Binary Early-Exit Network for Adaptive Inference on Low-Resource Devices
This work addresses deployment challenges for low-resource devices, but it is incremental as it builds on existing binary neural network architectures without retraining.
The authors tackled the problem of deploying deep neural networks on low-resource devices by proposing a method that combines binary neural networks with early-exiting strategies, achieving latency under 6ms and favorable quality-efficiency trade-offs on audio classification tasks.

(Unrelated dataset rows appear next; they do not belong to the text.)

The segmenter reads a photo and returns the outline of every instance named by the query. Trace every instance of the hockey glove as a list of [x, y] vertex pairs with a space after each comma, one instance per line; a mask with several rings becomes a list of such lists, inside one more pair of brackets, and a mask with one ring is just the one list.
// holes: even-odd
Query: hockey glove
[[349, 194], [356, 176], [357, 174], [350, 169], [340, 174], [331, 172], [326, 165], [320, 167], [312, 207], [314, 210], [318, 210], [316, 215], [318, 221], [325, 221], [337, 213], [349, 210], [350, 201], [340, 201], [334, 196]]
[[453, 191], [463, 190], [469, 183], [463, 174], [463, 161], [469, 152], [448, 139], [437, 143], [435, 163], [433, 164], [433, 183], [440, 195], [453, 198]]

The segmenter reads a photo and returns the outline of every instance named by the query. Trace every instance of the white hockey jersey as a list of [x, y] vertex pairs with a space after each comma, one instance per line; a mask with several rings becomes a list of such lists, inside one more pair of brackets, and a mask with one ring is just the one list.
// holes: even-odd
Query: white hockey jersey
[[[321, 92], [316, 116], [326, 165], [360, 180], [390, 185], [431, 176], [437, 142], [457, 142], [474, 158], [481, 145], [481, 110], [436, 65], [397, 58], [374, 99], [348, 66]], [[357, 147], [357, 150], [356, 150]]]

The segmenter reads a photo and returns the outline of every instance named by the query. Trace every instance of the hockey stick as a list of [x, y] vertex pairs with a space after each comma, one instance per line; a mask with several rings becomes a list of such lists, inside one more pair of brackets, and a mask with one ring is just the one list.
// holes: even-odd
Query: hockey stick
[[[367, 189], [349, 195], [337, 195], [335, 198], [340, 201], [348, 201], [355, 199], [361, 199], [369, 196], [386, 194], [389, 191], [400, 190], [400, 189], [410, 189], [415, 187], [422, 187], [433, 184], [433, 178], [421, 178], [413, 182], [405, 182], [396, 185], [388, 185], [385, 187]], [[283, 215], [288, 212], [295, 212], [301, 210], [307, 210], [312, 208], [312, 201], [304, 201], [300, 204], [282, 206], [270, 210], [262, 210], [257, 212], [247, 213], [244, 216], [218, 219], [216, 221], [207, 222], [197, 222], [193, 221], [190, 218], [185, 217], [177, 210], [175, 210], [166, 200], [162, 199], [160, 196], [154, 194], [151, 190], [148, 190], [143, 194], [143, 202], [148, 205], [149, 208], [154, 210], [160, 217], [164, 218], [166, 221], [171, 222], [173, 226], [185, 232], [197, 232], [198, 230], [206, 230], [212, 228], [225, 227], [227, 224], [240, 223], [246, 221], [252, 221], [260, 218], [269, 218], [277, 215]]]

Deep neural networks have significantly improved performance on a range of tasks with the increasing demand for computational resources, leaving deployment on low-resource devices (with limited memory and battery power) infeasible. Binary neural networks (BNNs) tackle the issue to an extent with extreme compression and speed-up gains compared to real-valued models. We propose a simple but effective method to accelerate inference through unifying BNNs with an early-exiting strategy. Our approach allows simple instances to exit early based on a decision threshold and utilizes output layers added to different intermediate layers to avoid executing the entire binary model. We extensively evaluate our method on three audio classification tasks and across four BNNs architectures. Our method demonstrates favorable quality-efficiency trade-offs while being controllable with an entropy-based threshold specified by the system user. It also results in better speed-ups (latency less than 6ms) with a single model based on existing BNN architectures without retraining for different efficiency levels. It also provides a straightforward way to estimate sample difficulty and better understanding of uncertainty around certain classes within the dataset.